Reeve of York
- In office January 1, 1957 – December 31, 1960
- Preceded by: F.W. Hall
- Succeeded by: Frederick Charles Taylor

Personal details
- Born: Christopher Alexander Tonks March 23, 1917 York County, Ontario
- Died: February 6, 2006 (aged 88)
- Occupation: storekeeper, postmaster

= Chris Tonks =

Canadian politician (1917–2006)

Christopher Alexander Tonks (March 23, 1917 – February 6, 2006) was a long-time politician in the Toronto municipality of York, Ontario from 1949 to 1988. He served as reeve of the then-Township of York from 1957 to 1960. He was unseated in 1960 by a court order due to a conflict of interest scandal involving his house which was built on land purchased from the township, but then reinstated only to be defeated in that year's municipal election. He attempted to regain the reeveship several times in subsequent municipal elections but was unsuccessful.

He returned to council as a borough alderman in 1967, was defeated in 1969, and then returned to council again as an alderman for Ward 5 in 1972, where he remained until his retirement in 1988.

He is the father of Alan Tonks, who served as mayor of York during the elder Tonks's final years as an alderman, and went on to be Metropolitan Toronto Chairman, and then Member of Parliament for York South.

==Life==
His parents immigrated from England around the turn of the twentieth century and settled in Scarborough, Ontario. His father was a bricklayer and his mother ran one of Toronto's first United Cigar Stores outlets, on Kingston Road. The couple and their five children lost their properties during the Great Depression and moved to York, Ontario where they opened a new United Cigar Stores outlet and hardware store. Christopher Tonks became the store's postmaster, a position he'd maintain for much of his political career. He would dispense advice to his customers and his store became a meeting place for debate in his neighbourhood, prompting his entry into politics.

In 1949, he was elected to the township council for York's ward 2, later becoming deputy reeve. He became acting reeve on September 4, 1956, after Reeve F.W. Hall resigned to become chairman of the Metropolitan Toronto licensing commission and was elected reeve in his own right in the December 1956 municipal election, taking office on January 1, 1957. The Chris Tonks Arena was named in his honour.

Tonks was accused of having, while serving as reeve, to have rigged the sale of a tract of municipal land to himself in 1957, at a favourable price, on which he built his family's home. The transaction was revealed in 1959 during a royal commission into allegations of corrupt land deals in York Township. Tonks had bought the land from the township, through a third party, for $6,600 – a sale that was approved by the township council. Tonks claimed at the royal commission inquiry that he disclosed his interest in the property and refrained from voting but neither of those claims were reflected in the meeting minutes. Royal Commissioner Judge Joseph Sweet wrote in his report that the Tonks transaction was "symptomatic of an unhealthy attitude toward law, an attitude which if persisted in, might seriously adversely affect the financial affairs of the township.

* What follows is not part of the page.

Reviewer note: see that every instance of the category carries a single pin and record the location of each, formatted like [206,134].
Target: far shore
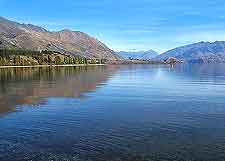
[39,66]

A neighbour complained that under the Ontario Municipal Act, they should have been offered the property first and sued Tonks. The case was dismissed in a lower court, but in 1965, the Court of Appeal overturned the decision and nullified the sale of the property to Tonks, and he was forced to relinquish the property to the township. Revelations made during the royal commission inquiry led a group of ratepayers to seek a court order unseating Tonks as reeve in 1960. They succeeded, but the order was overturned by the court of appeal and Tonks was reinstated as reeve, only to be defeated when he ran for re-election in the December 1960 municipal election by reformer Frederick Charles Taylor by an almost 3 to 1 margin. Tonks made two further attempts to be elected reeve but was defeated both times by Jack Mould. The Supreme Court upheld the court of appeal ruling nullifying Tonks's purchase of the property. Despite the Supreme Court ruling, Tonks won a seat on council as an alderman in an election held days later. He lost an attempt to be elected to York's Board of Control in 1969, and then returned to council again as an alderman for Ward 5 in 1972, where he remained until his retirement in 1988. He is the father of Alan Tonks, who served as mayor of York during the elder Tonks's final years as an alderman, and subsequently as Metro Chairman, and then Member of Parliament for York South. His grandson is school trustee Chris Tonks.